Ourobos
Myriam Irós Bourdichon
Yo recordaba haber visto dentro de un hueco u hornacina en la pared que hacía las veces de ropero, entre los pantalones colgados y alineados del hijo del dueño de casa, una enorme serpiente negra que él tenía prisionera.
Esa imagen siempre retornaba a mi mente; me parecía ver las curvas negras y brillantes moviéndose amenazantes dentro de su sarcófago obligado.
Cuando volví, después de muchísimos años, busqué la hornacina y la encontré, vacía, por supuesto. Sin embargo, de noche, al pasar cerca de allí, algo me inquietaba... y por las dudas, miraba a mi alrededor.
La historia era sabida por todos, porque yo siempre la contaba. ¿Que cuál historia? Esa de una señorita, incipiente novia rubia del moreno encantador de serpientes, que al ver lo cruel que era éste con los animales, pues despellejaba vivas a sus presas, no quiso volver a hablarle y rompió la relación que tan promisoria parecía.
Había venido con nosotros este verano un joven que también odiaba los animales y, desafiante, negaba la veracidad del suceso.
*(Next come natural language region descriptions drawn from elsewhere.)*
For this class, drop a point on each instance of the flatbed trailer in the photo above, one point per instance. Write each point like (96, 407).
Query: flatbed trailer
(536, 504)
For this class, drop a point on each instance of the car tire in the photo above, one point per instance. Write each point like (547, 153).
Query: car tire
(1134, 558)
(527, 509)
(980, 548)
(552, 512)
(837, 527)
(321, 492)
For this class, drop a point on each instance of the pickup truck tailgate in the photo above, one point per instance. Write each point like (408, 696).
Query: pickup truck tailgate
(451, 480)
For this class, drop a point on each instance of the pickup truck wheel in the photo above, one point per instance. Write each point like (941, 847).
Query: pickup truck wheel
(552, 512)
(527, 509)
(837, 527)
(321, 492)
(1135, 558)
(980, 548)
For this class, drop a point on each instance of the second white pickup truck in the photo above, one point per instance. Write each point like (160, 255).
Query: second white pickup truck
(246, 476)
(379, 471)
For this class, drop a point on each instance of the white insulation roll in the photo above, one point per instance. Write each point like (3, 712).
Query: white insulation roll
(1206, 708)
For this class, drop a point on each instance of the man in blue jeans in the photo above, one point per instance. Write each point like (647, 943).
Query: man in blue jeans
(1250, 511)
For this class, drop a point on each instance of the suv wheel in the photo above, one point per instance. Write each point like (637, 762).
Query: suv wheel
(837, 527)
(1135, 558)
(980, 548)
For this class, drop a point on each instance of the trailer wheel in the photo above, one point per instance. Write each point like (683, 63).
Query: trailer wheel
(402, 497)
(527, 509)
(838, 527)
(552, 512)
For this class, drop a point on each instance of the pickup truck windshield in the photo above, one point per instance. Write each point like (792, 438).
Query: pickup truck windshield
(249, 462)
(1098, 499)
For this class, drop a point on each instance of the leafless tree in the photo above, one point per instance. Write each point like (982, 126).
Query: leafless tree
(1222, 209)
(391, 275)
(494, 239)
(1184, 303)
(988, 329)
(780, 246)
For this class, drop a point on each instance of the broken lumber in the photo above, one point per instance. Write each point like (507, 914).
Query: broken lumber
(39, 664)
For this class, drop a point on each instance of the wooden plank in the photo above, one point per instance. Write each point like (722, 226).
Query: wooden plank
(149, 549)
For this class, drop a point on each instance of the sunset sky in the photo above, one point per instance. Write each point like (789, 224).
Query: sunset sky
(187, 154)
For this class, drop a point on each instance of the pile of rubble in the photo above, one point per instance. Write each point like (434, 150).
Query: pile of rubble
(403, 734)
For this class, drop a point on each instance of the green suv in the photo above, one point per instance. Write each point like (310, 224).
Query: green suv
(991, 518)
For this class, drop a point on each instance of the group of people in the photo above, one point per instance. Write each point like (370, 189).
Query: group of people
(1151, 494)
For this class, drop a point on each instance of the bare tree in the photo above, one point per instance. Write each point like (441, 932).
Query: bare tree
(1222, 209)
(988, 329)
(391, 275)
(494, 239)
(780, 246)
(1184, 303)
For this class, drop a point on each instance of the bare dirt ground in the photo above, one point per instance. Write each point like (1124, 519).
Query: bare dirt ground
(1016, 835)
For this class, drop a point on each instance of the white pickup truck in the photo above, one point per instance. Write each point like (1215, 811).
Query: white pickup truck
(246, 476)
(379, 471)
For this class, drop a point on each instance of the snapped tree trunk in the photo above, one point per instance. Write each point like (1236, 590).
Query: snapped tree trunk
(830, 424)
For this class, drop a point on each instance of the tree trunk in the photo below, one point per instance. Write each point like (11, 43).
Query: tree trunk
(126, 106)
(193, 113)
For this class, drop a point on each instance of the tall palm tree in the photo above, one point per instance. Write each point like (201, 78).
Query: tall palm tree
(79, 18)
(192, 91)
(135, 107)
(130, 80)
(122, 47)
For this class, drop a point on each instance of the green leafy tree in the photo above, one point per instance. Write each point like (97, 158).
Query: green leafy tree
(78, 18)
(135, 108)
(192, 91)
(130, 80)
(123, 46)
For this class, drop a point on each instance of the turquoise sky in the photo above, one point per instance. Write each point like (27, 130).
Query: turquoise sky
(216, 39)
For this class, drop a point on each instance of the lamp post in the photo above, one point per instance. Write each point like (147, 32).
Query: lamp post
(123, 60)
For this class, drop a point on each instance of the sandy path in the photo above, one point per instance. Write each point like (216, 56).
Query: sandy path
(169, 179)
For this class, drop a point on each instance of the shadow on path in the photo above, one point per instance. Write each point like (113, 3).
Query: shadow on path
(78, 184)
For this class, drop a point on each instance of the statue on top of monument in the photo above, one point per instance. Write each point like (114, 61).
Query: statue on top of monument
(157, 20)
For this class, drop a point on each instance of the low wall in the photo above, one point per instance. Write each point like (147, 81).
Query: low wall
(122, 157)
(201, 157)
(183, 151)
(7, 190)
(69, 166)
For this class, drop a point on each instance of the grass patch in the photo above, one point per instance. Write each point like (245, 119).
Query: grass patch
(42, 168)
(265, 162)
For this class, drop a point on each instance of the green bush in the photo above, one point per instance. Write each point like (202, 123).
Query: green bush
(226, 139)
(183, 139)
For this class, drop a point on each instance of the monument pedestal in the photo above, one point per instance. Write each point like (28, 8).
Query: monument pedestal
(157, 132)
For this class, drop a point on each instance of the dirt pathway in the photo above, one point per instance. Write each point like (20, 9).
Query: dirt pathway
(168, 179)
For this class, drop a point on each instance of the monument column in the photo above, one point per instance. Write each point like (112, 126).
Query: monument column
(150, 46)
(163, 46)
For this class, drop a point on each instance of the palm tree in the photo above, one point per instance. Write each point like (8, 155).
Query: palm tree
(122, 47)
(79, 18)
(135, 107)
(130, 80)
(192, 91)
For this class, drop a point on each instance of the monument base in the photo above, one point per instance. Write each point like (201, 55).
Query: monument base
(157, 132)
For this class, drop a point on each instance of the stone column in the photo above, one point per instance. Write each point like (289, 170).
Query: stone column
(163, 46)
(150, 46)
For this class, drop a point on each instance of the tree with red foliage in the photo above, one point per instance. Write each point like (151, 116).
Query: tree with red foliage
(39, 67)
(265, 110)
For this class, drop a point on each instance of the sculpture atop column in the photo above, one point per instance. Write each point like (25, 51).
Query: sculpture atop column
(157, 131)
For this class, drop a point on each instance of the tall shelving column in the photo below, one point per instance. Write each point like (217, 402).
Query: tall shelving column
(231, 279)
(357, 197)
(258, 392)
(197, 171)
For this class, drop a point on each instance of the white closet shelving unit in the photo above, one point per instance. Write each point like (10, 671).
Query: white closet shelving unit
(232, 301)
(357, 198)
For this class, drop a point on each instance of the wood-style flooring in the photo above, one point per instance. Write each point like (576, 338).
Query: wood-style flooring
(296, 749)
Se burlaba de esos sentimientos compasivos y haciéndose el “piola” dejó bien sentado que una mujer que prefiere los animales a un macho buen mozo “no merece llamarse mujer”.
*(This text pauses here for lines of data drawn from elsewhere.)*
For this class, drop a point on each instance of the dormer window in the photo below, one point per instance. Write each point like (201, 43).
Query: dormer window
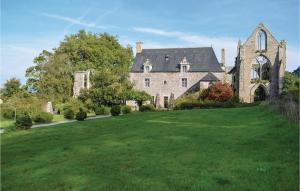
(184, 65)
(147, 66)
(166, 57)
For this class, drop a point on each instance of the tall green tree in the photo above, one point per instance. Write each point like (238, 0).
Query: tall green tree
(10, 88)
(52, 75)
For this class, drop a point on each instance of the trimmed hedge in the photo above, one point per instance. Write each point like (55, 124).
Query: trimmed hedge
(81, 115)
(101, 110)
(23, 121)
(115, 110)
(148, 107)
(207, 104)
(7, 111)
(69, 113)
(43, 117)
(126, 109)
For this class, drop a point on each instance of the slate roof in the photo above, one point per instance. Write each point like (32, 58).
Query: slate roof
(200, 59)
(209, 78)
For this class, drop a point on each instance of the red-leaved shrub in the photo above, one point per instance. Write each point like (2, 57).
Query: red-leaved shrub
(220, 92)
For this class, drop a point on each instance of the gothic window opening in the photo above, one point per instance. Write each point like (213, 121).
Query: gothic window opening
(147, 82)
(260, 94)
(266, 72)
(85, 81)
(184, 82)
(260, 69)
(261, 40)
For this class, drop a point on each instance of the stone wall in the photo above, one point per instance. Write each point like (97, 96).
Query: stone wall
(247, 52)
(173, 82)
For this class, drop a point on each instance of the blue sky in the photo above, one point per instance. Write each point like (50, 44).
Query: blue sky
(28, 27)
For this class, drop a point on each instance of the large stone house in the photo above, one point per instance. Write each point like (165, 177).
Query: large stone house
(259, 66)
(169, 73)
(172, 72)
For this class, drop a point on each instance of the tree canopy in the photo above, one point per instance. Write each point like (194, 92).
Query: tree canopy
(10, 88)
(52, 75)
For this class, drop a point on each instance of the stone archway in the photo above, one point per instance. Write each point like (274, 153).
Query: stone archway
(259, 92)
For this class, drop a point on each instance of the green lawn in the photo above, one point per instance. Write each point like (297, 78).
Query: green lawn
(215, 149)
(6, 123)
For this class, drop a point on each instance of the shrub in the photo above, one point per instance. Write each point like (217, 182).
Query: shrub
(69, 113)
(101, 110)
(115, 110)
(81, 115)
(148, 107)
(24, 121)
(126, 109)
(43, 117)
(7, 111)
(204, 94)
(220, 92)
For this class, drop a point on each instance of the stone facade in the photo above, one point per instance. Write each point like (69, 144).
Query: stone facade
(81, 81)
(260, 62)
(157, 73)
(163, 84)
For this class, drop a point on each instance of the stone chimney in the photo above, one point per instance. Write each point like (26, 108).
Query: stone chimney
(139, 47)
(223, 57)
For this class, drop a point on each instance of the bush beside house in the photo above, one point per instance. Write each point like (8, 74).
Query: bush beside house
(23, 121)
(115, 110)
(43, 117)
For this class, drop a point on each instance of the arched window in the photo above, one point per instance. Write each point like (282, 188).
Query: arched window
(265, 75)
(261, 40)
(260, 69)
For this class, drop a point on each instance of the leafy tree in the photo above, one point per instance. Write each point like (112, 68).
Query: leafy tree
(140, 96)
(220, 92)
(297, 71)
(11, 87)
(52, 75)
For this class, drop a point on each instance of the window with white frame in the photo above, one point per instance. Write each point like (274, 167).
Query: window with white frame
(184, 82)
(147, 68)
(147, 82)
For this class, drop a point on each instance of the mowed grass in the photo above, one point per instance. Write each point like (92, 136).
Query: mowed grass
(216, 149)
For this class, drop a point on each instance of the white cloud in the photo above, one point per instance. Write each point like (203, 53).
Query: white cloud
(75, 21)
(230, 45)
(16, 58)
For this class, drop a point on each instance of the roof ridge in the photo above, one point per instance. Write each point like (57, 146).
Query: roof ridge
(177, 48)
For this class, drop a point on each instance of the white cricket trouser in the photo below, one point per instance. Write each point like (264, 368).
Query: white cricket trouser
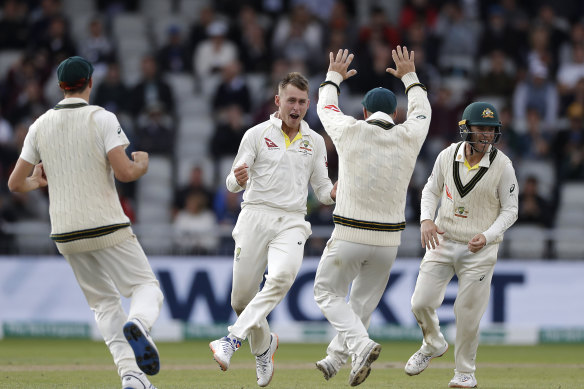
(367, 267)
(263, 238)
(105, 274)
(474, 272)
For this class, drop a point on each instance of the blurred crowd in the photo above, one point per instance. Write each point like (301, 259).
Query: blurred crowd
(219, 63)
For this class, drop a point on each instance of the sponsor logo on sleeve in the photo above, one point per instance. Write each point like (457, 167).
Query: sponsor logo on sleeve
(332, 107)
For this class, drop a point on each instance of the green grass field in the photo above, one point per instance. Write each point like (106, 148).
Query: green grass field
(30, 363)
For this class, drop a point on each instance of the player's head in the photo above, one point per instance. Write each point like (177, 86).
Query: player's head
(480, 126)
(292, 99)
(379, 100)
(74, 74)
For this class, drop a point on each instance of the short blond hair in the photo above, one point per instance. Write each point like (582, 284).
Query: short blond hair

Un atardecer muy caluroso, húmedo, en el que se mezclaban los olores del campo y los cantos de las aves, nos habíamos reunido en el mirador a ver la diaria pero siempre distinta transmutación del río dorado en río violeta, gris, plateado y finalmente negro brillante.
A medida que aparecían las estrellas nos íbamos callando...sólo alguno que otro comentario en voz baja, o un relato corto, de miedo, que aportaban los muchachos, interrumpía el silencio.
Pepe, que así se llamaba el descreído, estudiante crónico de abogacía, entre risotadas nerviosas y alardes de valentía, contaba cómo ponía trampas para cazar gatos, unas que les destrozaban las patas para que no pudieran escapar.
Nos sentíamos incómodos, su actitud nos producía un enorme rechazo, pero por cortesía, disimulábamos el fastidio que nos invadía.
Al rato decidió ir hasta la casa a buscar algo para beber. Se levantó lentamente, haciendo brillar sus músculos bronceados para impresionar a las adolescentes que lo rodeaban atraídas por sus aires de que “se las sabía todas”.
Nunca el aire del lugar habrá escuchado un alarido más aterrador.
Corrimos hacia la casa y lo encontramos caído junto a la hornacina, duro, con los ojos abiertos y una horrible expresión en su rostro.
La tapa estaba un poco corrida y alcancé a ver que hacia adentro se deslizaba una gruesa cola reptante, negra y lustrosa.
Después que la policía retiró el cadáver de Pepe fui a revisar el hueco: estaba vacío, no había en él ningún orificio, ninguna marca, ningún resquicio por el que bicho alguno hubiera podido escapar.